I think you are in big trouble.
The condensate feed to the HRSG should have an online pH and conductivity monitor to provide immediate alarm indication of a condenser tube failure or contaminatin of feed , to avoid ruining the eavporators . If you wait 2 hours after contaimination, there will have been a lot of hydrogen damage to the evaporator tubes.
The time period of most feedwater O2 upsets is during startups, so the feedwater out of the LP economizer/preheater should be sampled and the feed rate of scavenger shuld be based on maintaining the O2 at that location at 2 ppb.

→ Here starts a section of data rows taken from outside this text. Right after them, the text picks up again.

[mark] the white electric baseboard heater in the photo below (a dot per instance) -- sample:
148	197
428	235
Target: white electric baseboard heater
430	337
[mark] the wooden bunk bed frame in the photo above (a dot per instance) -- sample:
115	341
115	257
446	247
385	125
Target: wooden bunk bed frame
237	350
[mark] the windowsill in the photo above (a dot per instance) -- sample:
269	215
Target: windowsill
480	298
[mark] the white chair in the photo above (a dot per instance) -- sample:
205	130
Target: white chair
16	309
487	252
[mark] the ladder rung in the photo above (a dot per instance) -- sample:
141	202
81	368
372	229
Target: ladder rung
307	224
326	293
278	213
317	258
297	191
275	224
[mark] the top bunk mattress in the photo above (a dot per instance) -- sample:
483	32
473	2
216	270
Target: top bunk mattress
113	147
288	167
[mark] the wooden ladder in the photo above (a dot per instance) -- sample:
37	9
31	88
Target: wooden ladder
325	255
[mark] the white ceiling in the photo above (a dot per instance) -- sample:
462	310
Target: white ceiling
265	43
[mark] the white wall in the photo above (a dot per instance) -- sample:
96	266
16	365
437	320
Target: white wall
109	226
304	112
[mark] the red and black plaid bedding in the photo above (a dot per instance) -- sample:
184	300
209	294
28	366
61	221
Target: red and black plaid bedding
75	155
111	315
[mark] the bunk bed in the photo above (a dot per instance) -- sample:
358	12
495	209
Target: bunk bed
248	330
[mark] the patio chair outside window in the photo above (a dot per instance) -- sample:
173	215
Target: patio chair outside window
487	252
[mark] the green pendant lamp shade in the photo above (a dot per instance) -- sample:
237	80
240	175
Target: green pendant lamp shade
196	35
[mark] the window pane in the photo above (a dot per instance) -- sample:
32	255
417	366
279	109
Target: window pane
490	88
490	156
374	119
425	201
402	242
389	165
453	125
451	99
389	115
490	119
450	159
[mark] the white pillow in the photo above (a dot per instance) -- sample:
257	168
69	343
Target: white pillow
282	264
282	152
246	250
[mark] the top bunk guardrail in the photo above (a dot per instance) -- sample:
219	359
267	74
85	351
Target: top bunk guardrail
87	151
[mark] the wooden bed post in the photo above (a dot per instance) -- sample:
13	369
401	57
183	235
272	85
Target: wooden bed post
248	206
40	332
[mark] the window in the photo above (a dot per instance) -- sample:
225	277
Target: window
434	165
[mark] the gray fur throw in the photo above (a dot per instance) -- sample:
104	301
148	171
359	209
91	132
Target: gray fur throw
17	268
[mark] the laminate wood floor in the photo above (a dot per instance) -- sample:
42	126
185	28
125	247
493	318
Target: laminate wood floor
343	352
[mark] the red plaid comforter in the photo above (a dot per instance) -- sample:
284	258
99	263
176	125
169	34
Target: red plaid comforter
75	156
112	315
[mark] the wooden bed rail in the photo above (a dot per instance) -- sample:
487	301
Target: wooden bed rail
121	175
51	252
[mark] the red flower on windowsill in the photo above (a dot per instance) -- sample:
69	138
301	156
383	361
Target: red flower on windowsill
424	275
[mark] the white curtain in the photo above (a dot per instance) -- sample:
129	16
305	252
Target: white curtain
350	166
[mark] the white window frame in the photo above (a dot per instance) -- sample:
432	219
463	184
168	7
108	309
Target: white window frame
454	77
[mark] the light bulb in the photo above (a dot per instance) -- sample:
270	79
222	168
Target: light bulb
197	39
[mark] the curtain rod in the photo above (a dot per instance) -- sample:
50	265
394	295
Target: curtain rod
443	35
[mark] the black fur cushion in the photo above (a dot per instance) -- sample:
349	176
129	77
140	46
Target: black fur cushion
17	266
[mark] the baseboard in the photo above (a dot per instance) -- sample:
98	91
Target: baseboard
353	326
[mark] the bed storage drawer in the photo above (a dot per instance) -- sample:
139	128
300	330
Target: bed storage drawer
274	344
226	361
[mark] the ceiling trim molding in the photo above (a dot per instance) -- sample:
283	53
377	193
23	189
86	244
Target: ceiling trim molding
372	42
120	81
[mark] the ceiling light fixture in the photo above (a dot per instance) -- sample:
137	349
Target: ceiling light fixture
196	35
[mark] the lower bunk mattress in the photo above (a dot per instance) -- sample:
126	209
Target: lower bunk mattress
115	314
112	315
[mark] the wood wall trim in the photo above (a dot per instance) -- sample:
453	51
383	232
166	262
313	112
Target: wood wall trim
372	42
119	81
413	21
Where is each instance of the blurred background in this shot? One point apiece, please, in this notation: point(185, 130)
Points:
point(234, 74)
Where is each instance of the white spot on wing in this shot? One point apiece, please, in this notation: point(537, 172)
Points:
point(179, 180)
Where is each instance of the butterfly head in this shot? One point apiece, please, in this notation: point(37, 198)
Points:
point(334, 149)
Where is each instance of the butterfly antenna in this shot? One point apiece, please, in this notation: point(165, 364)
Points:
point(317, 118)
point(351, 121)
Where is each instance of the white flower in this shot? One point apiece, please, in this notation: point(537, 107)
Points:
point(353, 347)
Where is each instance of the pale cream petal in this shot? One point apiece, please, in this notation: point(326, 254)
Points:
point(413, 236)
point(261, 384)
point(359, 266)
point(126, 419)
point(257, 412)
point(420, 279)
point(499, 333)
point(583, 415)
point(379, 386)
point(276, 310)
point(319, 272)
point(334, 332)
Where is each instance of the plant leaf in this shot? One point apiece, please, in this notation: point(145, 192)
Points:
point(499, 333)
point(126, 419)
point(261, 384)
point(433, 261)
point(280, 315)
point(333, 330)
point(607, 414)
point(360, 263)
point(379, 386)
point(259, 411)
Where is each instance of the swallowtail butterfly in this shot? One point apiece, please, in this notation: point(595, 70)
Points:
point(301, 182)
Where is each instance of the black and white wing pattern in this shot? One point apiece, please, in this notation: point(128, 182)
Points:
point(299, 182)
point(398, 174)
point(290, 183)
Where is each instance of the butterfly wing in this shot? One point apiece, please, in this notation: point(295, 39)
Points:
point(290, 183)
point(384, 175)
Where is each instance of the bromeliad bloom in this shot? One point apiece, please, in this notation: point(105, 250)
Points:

If excess O2 is measured , it should be countered by feeding scavenger at a rate proportional to ( feedwater flow * excess O2 in feed) at a mole ratio not exceeding 3:1. If you wait until 2 hrs after startup yuou have missed all the action and probably had overfed scavenger and can expect flow accelerated corrosion FAC of the LP evaporator.
If you are using nonvolatile additives to the LP circuit or coordinated phosphate to HP circuits, there can be "hideout" issues in which caustics that had accumulated on the tube ID at prior high load service will go back into solution and thus you will have excess casutics presetn during startups. If you wait 2 hrs after initial fires, you have missed all the exciting reactions that occur when the chemist realizes he has 10 time the right amount of caustics in teh boiler water.